One of my much repeated mantras is that if you want to secure your future confidence and independent movement, invest in maintaining your balance. Loss of balance capability is one of the most significant influences on functional independence in older people, but our balance starts to insidiously erode decades earlier, and can start to influence our activity choices without us realising.Illness or injury can disturb our balance, but so can our daily lives unless we actively seek challenges. We choose to walk on flat footpaths, lean against the side of our beds to put our socks on, and hold on to railings and handles whenever they are offered. Gradually we make sure that we avoid uneven footing, heights, narrow paths and any chance of the unexpected until we have sanitised our environment to eliminate the feeling of uncertainty and even fear that a balance challenge can provoke. Our own window of capability shrinks right along with it, so it takes less and less to provoke a balance challenge.
What happens when we feel that uncertainty, the sudden wobble? We tend to tighten up, stiffening ourselves to contain the unexpected motion. Unfortunately, this makes our balance worse, as we are unable to adapt, absorb and adjust to the motion in order to recover our equilibrium. This makes us more anxious, and more likely to avoid the situation that provoked it.
Anxiety and balance have been linked in studies like this one.
OK, this is about mice, but it is interesting to see the link between anxiety and balance, especially as the anxiety diminished as balance improved.
A little while ago I read an interview with Shirley Sahrman, the legendary physiotherapy lecturer who is still zooming about the world, demonstrating movements on her courses and generally presenting a picture of confidence in her 70s. She commented that when she rides the bus, she practises not hanging on to anything in order to challenge her balance. She knows the value of expanding and maintaining her window of capability.
This past week I met a British lady in her 70s in a little hill town on the sparsely populated Greek island of Alonyssos. She moved permanently there from Britain, and every day she walks down the long donkey path to buy her groceries in the village at the bottom of the hill. Every day, this path challenges her, as it involves uneven rocks, tricky footing and the endurance to manage a long and steep decline. That donkey path is maintaining this lady’s functional window every day, and quite probably extending the years that she will remain independent and able to enjoy the beauty of her Greek home.

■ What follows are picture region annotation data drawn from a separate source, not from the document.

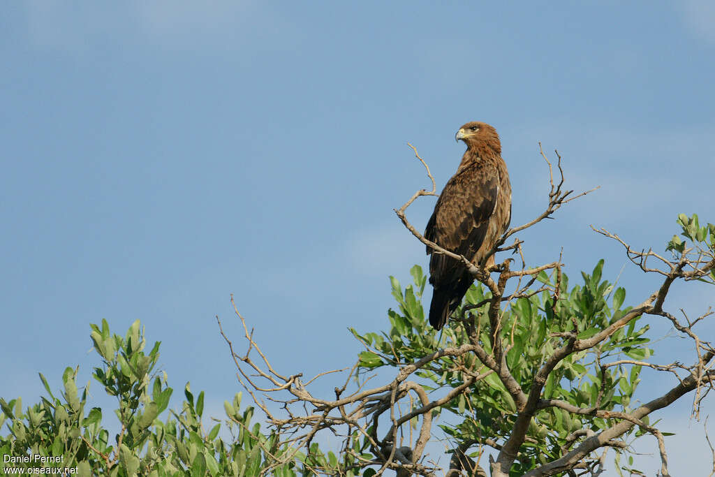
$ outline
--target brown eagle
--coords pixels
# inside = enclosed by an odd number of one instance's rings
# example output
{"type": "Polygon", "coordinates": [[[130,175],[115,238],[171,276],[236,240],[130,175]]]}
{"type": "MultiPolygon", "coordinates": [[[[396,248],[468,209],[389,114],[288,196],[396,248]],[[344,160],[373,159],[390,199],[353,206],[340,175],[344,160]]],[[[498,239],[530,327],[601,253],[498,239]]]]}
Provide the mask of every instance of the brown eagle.
{"type": "MultiPolygon", "coordinates": [[[[501,158],[496,129],[483,122],[468,122],[455,136],[467,144],[457,172],[445,185],[427,222],[425,237],[475,265],[487,264],[485,255],[506,231],[511,220],[511,185],[501,158]]],[[[462,303],[473,277],[464,264],[433,253],[430,283],[434,287],[430,324],[439,330],[462,303]]]]}

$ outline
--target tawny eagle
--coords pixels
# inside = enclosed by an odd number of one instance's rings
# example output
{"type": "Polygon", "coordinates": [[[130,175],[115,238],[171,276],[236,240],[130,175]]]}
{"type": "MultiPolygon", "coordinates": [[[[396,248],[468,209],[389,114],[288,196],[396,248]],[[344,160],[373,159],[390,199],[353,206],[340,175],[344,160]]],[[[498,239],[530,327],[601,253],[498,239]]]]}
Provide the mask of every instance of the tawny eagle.
{"type": "MultiPolygon", "coordinates": [[[[427,223],[425,237],[475,265],[494,263],[485,255],[509,227],[511,185],[501,158],[496,129],[483,122],[468,122],[459,128],[456,140],[467,150],[456,173],[445,185],[427,223]]],[[[434,287],[430,324],[439,330],[462,303],[474,281],[464,264],[427,247],[430,283],[434,287]]]]}

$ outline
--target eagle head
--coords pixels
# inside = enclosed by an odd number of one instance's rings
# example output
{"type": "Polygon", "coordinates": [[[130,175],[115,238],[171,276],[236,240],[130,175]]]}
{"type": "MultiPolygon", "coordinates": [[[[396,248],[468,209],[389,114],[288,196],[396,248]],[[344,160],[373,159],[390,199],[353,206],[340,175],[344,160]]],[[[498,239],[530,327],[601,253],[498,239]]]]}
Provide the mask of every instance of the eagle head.
{"type": "Polygon", "coordinates": [[[468,122],[459,128],[454,137],[458,142],[460,139],[464,141],[468,149],[489,146],[497,153],[501,152],[499,134],[496,133],[496,129],[485,122],[479,121],[468,122]]]}

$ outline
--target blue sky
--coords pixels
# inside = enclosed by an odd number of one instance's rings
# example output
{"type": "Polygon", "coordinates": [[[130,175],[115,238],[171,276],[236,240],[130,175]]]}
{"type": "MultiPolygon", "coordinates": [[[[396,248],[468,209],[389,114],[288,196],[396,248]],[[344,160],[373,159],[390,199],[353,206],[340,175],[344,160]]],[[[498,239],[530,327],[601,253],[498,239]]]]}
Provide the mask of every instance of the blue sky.
{"type": "MultiPolygon", "coordinates": [[[[347,328],[385,328],[388,276],[407,282],[427,262],[393,212],[428,185],[405,143],[441,188],[463,152],[455,131],[470,120],[500,134],[513,224],[546,205],[538,141],[561,152],[567,186],[601,186],[521,235],[532,264],[563,247],[573,280],[603,257],[613,281],[622,250],[588,224],[662,250],[678,213],[715,222],[706,0],[1,9],[0,359],[15,363],[0,372],[6,398],[35,400],[38,371],[58,387],[79,364],[88,380],[89,324],[105,318],[124,333],[139,318],[162,342],[170,383],[205,390],[218,415],[238,390],[213,318],[240,338],[231,293],[278,369],[352,364],[360,347],[347,328]]],[[[409,210],[418,228],[432,207],[409,210]]],[[[621,283],[639,302],[656,281],[626,265],[621,283]]],[[[715,295],[679,285],[669,303],[696,315],[715,295]]],[[[691,360],[686,343],[668,343],[664,361],[691,360]]],[[[644,383],[643,398],[663,380],[644,383]]],[[[661,414],[679,432],[671,471],[704,475],[707,459],[684,452],[706,449],[688,405],[661,414]]],[[[638,458],[654,474],[657,458],[638,458]]]]}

So, what can you do? Start to build little balance opportunities into your daily life, in the home or outside. Don’t worry about the wobbles and sways – if you stay soft in your joints and allow your body to experiment with finding its balance, this is a good thing, as it is expanding your capability! Start at a level that challenges but doesn’t scare you. Choose a bumpier path and feel your body responding, stand on one leg when dressing instead of leaning or sitting, walk one foot in front of the other along a line in the car park, and take advantage of the opportunities that the environment offers you.
This is what I am doing here on the boat in Greece – the gently undulating surface in the bay gave me something to respond to as I practised grounding and smoothly moving my body parts in balance. There is always an opportunity to maintain and expand balance!